Last year, Alexander and six other completed the swim – the first time it had been attempted since 1987 when Jeff Miller swam it in a record two hours and 36 minutes. Six of those who did last year’s swim took part in Sunday’s crossing.

Last year, the first of the group to reach Little Cayman – Alex Harling – completed the swim in three hours and 15 minutes.

The first of the group this year to reach Point of Sand on Little Cayman was Governor Duncan Taylor, who made the crossing in two hours and 59 minutes, followed closely by Harling, Kerry Kanuga, who was the governor’s buddy on the swim and Andrea Roach.

Four people from Cayman Brac took part in the crossing – Anne Jackson, Cordell Gutierrez, Felix Ebanks and Matthew McKinley.

Kristina Horacek, Elizabeth Berns and Barbara Hampson made up the rest of the intrepid group.

Most of the swimmers who took part had also raced in the 800-metre swim on Cayman Brac the day before.

Despite two days of swimming, several still had the energy to do celebratory somersaults on the beach at Point of Sand after making landfall on Little Cayman.

Alexander said she anticipates the cross-channel swim becoming an annual event, as more and more people become interested in open water swimming, which is growing in popularity worldwide. Marathon swimming was added to the Olympics events in the Beijing Olympics, giving new impetus to the sport.

Alexander said Cayman is the ideal location of open water swimming, with its warm sea temperatures and easy access to the ocean.

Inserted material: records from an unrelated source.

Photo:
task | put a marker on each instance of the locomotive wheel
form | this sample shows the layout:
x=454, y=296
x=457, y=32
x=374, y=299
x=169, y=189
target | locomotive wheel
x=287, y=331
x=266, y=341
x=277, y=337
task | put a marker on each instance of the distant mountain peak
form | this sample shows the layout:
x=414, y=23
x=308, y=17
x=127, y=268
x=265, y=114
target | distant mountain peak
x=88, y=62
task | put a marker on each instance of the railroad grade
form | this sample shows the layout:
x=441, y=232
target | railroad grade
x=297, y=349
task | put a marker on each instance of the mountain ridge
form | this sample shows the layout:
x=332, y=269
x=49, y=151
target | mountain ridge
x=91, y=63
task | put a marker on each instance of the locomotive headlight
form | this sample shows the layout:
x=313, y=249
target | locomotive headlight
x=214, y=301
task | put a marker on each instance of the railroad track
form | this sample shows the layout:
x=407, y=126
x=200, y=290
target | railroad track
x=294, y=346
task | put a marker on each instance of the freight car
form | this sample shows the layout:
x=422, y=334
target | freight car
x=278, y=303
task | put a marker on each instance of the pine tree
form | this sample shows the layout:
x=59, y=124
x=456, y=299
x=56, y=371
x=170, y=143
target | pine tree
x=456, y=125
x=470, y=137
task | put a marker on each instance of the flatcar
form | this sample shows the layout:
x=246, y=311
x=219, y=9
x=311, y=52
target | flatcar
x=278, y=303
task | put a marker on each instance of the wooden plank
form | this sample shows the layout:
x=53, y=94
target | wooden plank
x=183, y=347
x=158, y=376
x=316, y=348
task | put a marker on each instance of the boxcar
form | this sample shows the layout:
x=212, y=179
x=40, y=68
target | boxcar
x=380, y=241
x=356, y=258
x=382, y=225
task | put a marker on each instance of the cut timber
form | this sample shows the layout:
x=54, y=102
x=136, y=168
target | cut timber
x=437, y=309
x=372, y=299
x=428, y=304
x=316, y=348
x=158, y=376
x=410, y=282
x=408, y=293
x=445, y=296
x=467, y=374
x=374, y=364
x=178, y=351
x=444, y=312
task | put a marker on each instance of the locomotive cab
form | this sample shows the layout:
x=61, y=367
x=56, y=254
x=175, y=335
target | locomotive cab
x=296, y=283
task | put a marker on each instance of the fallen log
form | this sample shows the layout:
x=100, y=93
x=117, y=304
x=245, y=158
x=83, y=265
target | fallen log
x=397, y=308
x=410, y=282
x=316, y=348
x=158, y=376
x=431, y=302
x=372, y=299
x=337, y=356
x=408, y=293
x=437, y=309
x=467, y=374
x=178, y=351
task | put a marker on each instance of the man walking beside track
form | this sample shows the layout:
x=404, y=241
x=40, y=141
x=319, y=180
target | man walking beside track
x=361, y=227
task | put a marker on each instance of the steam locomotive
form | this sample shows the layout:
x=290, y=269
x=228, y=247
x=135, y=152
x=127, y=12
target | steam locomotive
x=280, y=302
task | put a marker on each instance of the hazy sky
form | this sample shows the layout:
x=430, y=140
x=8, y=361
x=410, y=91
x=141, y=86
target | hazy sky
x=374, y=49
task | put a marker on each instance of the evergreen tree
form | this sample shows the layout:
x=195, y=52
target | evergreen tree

They were supported on their record-setting crossing by several boats manned by marine police, Department of Environment, and district administration staff. Acting premier Juliana O’Connor-Connolly was also aboard a boat that escorted the swimmers on their open water adventure.

“It was a good swim. I enjoyed it. I got into a rhythm and pace that I could keep up the whole way and stayed with that,” said Governor Taylor.

Throughout the swim, his daughter Alex, who is visiting Cayman, was supporting all of them and taking video of the event from one of the boats.

A few swimmers encountered some minor stings on the swim, but for most it was a smooth crossing, with calm sea conditions and little wind. A current towards the latter part of the swim challenged some of the swimmers, but all made it safely to the other side.

Before the swim, some said their families and friends had expressed concerns about sharks, but the swimmers said they spotted just one large shark, far below them on the reef.

The day before the dozen swimmers made their crossing, Munatones and Lexie Kelly set a new record of one hour and 53 minutes swimming from the Brac to Little Cayman.

The 12 swimmers set out from the western end of Cayman Brac and came to shore on Point of Sand, where they were met by several people from the island who welcomed them back to dry land.

The next swimmer expected to cross the channel is Penny Palfrey, an Australian marathon swimmer who will aim to break the record set by Munatones and Kelly before going on to swim to Grand Cayman in early June. It will be the first time a swimmer has attempted to swim between all three islands.

The day before the dozen swimmers made their crossing, Munatones and Lexie Kelly set a new record of one hour and 53 minutes swimming from the Brac to Little Cayman.